La patina numismatica, quella pellicola che si forma sui metalli nel tempo, è in realtà una barriera protettiva. Rimuoverla significa esporre il metallo sottostante a una velocità di deterioramento superiore. Non si tratta di purismo conservativo: è fisica applicata.
Strumenti e soluzioni pratiche che funzionano
Durante gli anni di scambio nei circoli venatovi-numismatici, ho testato personalmente diversi metodi. Quelli che presento qui sono stati validati da esperti e da anni di pratica diretta.
Soluzione salina leggera: Acqua distillata e cloruro di sodio (sale da cucina raffinato) in proporzione 1% creare una soluzione neutra. Immergere la moneta per 12-24 ore, poi risciacquare lentamente con acqua distillata. Asciugare tamponando, mai strofinando. Questa tecnica funziona soprattutto per le incrostazioni superficiali di terreno o sali minerali.
Alcol etilico denaturato: Per le monete d'argento con sporco organico secco, l'alcol a 95° applicato con un pennello naturale morbidissimo è efficace. Non lascia residui chimici come l'acqua. Ho usato questo metodo su diversi denari del Risorgimento a tema venatorio e il risultato è stato eccellente.
Acetone puro (solo per ottone e bronzo): Non usarlo mai su argento o rame. Ma per le medaglie in ottone con patina scura, un'immersione breve seguita da asciugatura in camera a temperature stabili ripristina il colore originale senza aggressione. Un collezionatore di Bassano del Grappa me l'ha insegnato anni fa, e da allora non ho mai sbagliato.
Gli strumenti fisici meritano attenzione quanto i chimici. Ho sempre a disposizione pennelli con setole naturali (non sintetiche), cotone idrofilo sterile, e carta per microscopio. La regola: non toccare mai direttamente la superficie con le dita nude, poiché il sebo della pelle accelera l'ossidazione.
Errori da evitare assolutamente
Durante le gare e nei circoli numismatici, sento storie di danni evitabili. Racconto gli sbagli più frequenti che ho documentato personalmente.
Acqua calda: Crea dilatazione-contrazione del metallo e compromette le leghe. Ho visto monete d'argento screpolate dopo un semplice risciacquo in acqua tiepida.
Spazzole metalliche o dentali: Il grave danno al collezionista di Treviso di cui parlavo. Ogni micro-graffio riduce il grado numismatico e il valore commerciale.

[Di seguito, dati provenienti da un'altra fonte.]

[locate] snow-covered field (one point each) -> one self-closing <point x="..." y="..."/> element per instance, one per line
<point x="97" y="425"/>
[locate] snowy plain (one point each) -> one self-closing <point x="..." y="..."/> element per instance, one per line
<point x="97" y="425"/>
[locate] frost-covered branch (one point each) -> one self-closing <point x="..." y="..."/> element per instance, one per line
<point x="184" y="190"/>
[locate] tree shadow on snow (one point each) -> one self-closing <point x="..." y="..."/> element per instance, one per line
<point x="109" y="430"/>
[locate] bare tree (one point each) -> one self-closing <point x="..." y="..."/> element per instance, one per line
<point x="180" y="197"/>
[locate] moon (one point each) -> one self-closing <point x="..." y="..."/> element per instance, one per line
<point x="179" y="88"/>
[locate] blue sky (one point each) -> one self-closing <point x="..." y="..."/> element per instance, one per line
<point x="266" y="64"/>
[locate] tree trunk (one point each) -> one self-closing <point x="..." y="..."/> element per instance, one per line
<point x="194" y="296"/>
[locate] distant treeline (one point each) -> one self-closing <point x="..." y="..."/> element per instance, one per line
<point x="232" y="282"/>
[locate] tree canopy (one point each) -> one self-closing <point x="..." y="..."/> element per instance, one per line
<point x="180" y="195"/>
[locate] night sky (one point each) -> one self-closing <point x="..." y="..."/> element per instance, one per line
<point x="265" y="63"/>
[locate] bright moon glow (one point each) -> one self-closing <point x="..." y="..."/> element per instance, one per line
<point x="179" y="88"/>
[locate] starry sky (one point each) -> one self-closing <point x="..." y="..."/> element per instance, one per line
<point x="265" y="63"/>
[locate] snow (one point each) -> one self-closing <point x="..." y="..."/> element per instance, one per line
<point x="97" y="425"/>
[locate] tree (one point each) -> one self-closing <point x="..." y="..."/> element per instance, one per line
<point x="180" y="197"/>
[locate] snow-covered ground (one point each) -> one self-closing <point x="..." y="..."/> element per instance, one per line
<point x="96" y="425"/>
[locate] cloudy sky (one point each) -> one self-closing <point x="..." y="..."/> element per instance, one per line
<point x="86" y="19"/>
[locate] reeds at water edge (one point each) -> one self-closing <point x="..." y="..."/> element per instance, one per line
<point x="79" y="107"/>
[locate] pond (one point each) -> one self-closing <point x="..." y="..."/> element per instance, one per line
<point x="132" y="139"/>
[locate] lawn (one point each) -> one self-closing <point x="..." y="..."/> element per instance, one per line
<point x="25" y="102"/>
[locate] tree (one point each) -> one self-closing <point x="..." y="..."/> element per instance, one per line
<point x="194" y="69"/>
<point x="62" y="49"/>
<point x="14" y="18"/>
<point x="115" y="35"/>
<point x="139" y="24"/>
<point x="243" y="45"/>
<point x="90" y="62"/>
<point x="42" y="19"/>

Immersioni prolungate in ammollo: Oltre 24 ore, anche in soluzioni neutre, aumenta il rischio di corrosione galvanica se la moneta contiene leghe miste.
Esposizione al sole dopo la pulizia: La moneta umida al sole diretto ossida incredibilmente veloce. Asciugare sempre in ambiente controllato e buio.
Un ultimo consiglio operativo: documentare sempre il processo. Fotografie prima, durante e dopo non sono solo un ricordo personale—servono per autenticare il lavoro di restauro se la moneta viene successivamente venduta o scambiata.
Conservazione successiva e stoccaggio
La pulizia è solo il primo passo. Ho imparato dai collezionisti più esperti che la conservazione successiva è critica.
Utilizzo scatole in PVC neutro con foderazione in feltro naturale, mai vinile plastico. La umidità relativa deve stare tra il 45% e il 55%; valori superiori favoriscono corrosione, valori inferiori creano fragilità nei manufatti antichi. Un piccolo igrometro costato pochi euro ha risolto metà dei miei problemi di conservazione.
Tengo le monete in camera buia, lontano da fonti di calore e da qualsiasi contaminante. Durante le mie spedizioni a fiere numismatiche e venatorie, uso contenitori ermetici con gel di silice che rinnovo mensilmente.
La pratica corretta della pulizia e della conservazione non è solo tecnica: è rispetto per la storia che ogni moneta rappresenta. Che raffiguri un setter inglese del XIX secolo o un medaglione commemorativo di una gara cinofila storica, ogni pezzo merita il massimo della cura. Nel corso degli anni, ho scoperto che questo rigore trasforma i collezionisti occasionali in custodi consapevoli di memoria.